Ticagrelor as crushed tablets mixed in water, given orally or administered through a nasogastric tube into the stomach, is bioequivalent to whole tablets (AUC and Cmax within 80-125% for Ticagrelor and AR-C124910XX) with a median tmax of 1.0 hour (range 1.0-4.0) for Ticagrelor and 2.0 hours (range 1.0-8.0) for AR-C124910XX.
Distribution: The steady state volume of distribution of Ticagrelor is 88 L. Ticagrelor and the active metabolite are extensively bound to human plasma proteins (> 99%).
Metabolism: CYP3A4 is the major enzyme responsible for Ticagrelor metabolism and the formation of its major active metabolite. Ticagrelor and its major active metabolite are weak P-glycoprotein substrates and inhibitors. The systemic exposure to the active metabolite is approximately 30-40% of the exposure of Ticagrelor.

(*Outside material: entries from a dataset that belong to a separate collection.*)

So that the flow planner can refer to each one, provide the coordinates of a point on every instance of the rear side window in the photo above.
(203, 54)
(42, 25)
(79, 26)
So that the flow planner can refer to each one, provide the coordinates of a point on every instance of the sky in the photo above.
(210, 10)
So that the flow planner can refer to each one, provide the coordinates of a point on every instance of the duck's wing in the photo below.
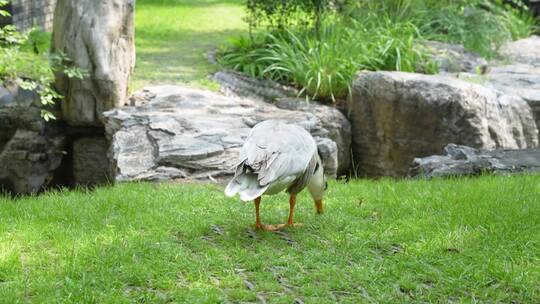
(274, 151)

Excretion: The primary route of Ticagrelor elimination is hepatic metabolism. When radiolabeled Ticagrelor is administered, the mean recovery of radioactivity is approximately 84% (58% in feces, 26% in urine). Recoveries of Ticagrelor and the active metabolite in urine were both less than 1% of the dose. The primary route of elimination for the major metabolite of Ticagrelor is most likely to be biliary secretion. The mean t½ is approximately 7 hours for Ticagrelor and 9 hours for the active metabolite.
Toxicology: Preclinical Safety Data: Preclinical data for Ticagrelor and its major metabolite have not demonstrated unacceptable risk for adverse effects for humans based on conventional studies of safety pharmacology, single and repeated dose toxicity and genotoxic potential.

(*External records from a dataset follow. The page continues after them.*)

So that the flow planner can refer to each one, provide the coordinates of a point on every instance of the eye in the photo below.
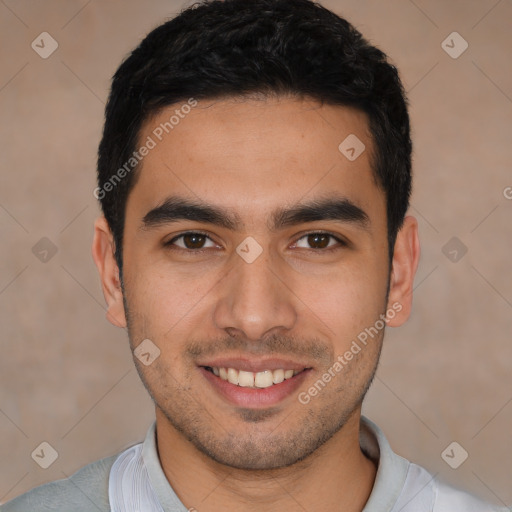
(192, 241)
(320, 240)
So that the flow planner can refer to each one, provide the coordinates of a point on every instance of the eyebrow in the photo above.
(175, 209)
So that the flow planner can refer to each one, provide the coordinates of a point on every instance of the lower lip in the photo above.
(255, 398)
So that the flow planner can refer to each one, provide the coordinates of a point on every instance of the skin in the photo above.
(296, 300)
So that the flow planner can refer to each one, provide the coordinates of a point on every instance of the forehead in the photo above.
(254, 155)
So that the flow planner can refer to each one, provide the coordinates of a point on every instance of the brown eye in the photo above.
(320, 241)
(191, 241)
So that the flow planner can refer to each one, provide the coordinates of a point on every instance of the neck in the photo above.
(338, 476)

Gastrointestinal irritation was observed in several animal species at clinical relevant exposure levels.
In female rats, Ticagrelor at high dose showed an increased incidence of uterine tumours (adenocarcinomas) and an increased incidence of hepatic adenomas. The mechanism for uterine tumours is likely hormonal imbalance which can lead to tumours in rats. The mechanism for the hepatic adenomas is likely due to a rodent-specific enzyme induction in the liver. Thus, the carcinogenicity findings are considered unlikely to be relevant for humans.
In rats minor developmental anomalies were seen at a maternal toxic dose (safety margin of 5.1). In rabbits a slight delay in hepatic maturity and skeletal development was seen in fetuses from dams at high dose without showing maternal toxicity (safety margin of 4.5).
Studies in rats and rabbits have shown reproductive toxicity, with slightly reduced maternal body weight gain and reduced neonatal viability and birth weight, with delayed growth. Ticagrelor produced irregular cycles (mostly extended cycles) in female rats, but did not affect overall fertility in male and female rats. Pharmacokinetic studies performed with radio-labelled Ticagrelor have shown that the parent compound and its metabolites are excreted in the milk of rats.